TESTIMONI

Mia Audina: Dongeng Kehebatan Pebulutangkis 14 Tahun

Mia Audina | CNN Indonesia
Rabu, 05 Jan 2022 19:00 WIB
Mia Audina adalah salah satu bagian manis dari sejarah badminton dan olahraga Indonesia. Piala Uber 1994 jadi awal namanya meroket.
Mia Audina mencatat sejarah luar biasa saat jadi penentu kemenangan Indonesia di Piala Uber 1994. (AFP/TOMMY CHENG)
Jakarta, CNN Indonesia --

Nama saya diumumkan terdaftar di susunan pemain Piala Uber 1994. Tentu tegang sekali, tetapi saya sudah bertekad untuk melakukan yang terbaik.

Indonesia lalu unggul 2-0 atas China di final. Satu kemenangan lagi, Indonesia akan jadi juara dan saya tentu tidak perlu main.

Tetapi ternyata tunggal putri kedua kalah, lalu ganda putri kedua bermain, saya sudah mulai pemanasan. Ternyata skor berubah jadi 2-2 dan bagi saya bebannya berat.
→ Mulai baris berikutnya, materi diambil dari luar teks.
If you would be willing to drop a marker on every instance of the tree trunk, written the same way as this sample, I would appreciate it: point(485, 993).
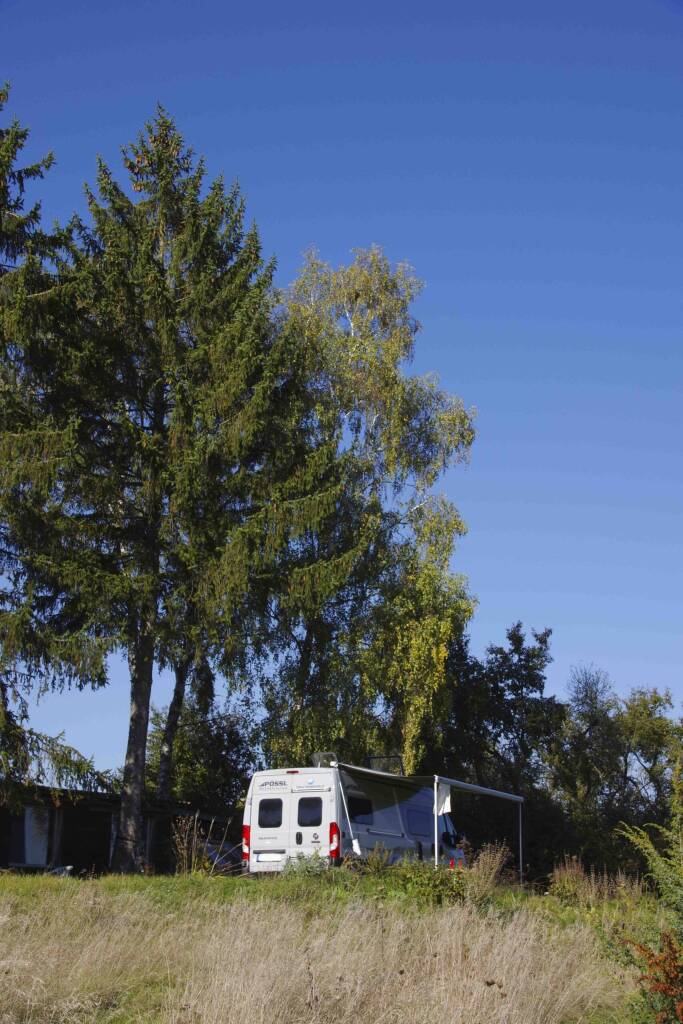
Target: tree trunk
point(129, 853)
point(170, 729)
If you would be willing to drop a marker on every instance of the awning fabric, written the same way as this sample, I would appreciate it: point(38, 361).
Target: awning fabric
point(419, 781)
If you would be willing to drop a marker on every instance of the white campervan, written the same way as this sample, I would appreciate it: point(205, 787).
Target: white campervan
point(337, 810)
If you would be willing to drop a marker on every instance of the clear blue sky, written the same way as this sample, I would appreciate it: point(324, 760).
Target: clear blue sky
point(527, 159)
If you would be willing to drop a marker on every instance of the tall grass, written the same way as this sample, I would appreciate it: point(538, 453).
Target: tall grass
point(90, 952)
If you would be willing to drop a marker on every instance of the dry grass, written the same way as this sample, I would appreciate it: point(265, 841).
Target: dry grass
point(86, 953)
point(570, 883)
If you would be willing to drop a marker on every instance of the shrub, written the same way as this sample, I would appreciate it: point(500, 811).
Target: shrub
point(662, 980)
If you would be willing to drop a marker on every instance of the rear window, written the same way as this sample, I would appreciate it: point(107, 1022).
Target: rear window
point(420, 823)
point(310, 812)
point(360, 810)
point(270, 814)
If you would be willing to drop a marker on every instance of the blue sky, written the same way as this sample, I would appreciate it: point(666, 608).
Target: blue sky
point(527, 160)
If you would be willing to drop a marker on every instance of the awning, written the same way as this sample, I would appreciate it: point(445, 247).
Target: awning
point(438, 782)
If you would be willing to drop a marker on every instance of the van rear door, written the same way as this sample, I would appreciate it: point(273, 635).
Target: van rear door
point(269, 823)
point(312, 810)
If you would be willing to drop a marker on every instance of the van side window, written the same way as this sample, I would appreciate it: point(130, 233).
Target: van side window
point(310, 812)
point(270, 814)
point(420, 823)
point(360, 810)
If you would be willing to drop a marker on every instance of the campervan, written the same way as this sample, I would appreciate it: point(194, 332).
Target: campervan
point(335, 810)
Laga yang saya mainkan adalah penentuan.

ADVERTISEMENT

SCROLL TO CONTINUE WITH CONTENT

Saya coba tidak terlalu banyak berpikir macam-macam. Saya hanya fokus dan memikirkan cara main seperti apa yang bakal di tampilkan di lapangan.

Saya belum pernah bertemu Zhang Ning sebelumnya. Saya lihat kami berdua sama-sama tegang. Begitu permainan dimulai, tak semua taktik yang saya siapkan bisa berjalan.

Dengan kondisi itu, fokus saya hanya berusaha sekeras tenaga untuk dapat poin.

Saya menang di set pertama dan terasa ada angin segar untuk saya. Saat itu Istora Senayan sudah penuh sekali, namun fokus saya tidak teralihkan. Fokus saya tetaplah bagaimana cara memenangkan set kedua.

Di set kedua saya memimpin dan mendapat match point pada angka 10-6. Saat itu ada kesempatan besar untuk menang, tetapi gagal saya lakukan.

Saya melompat dan kesal karena malah gagal menyelesaikan pertandingan. Usai kegagalan itu, saya kemudian malah kalah di set kedua.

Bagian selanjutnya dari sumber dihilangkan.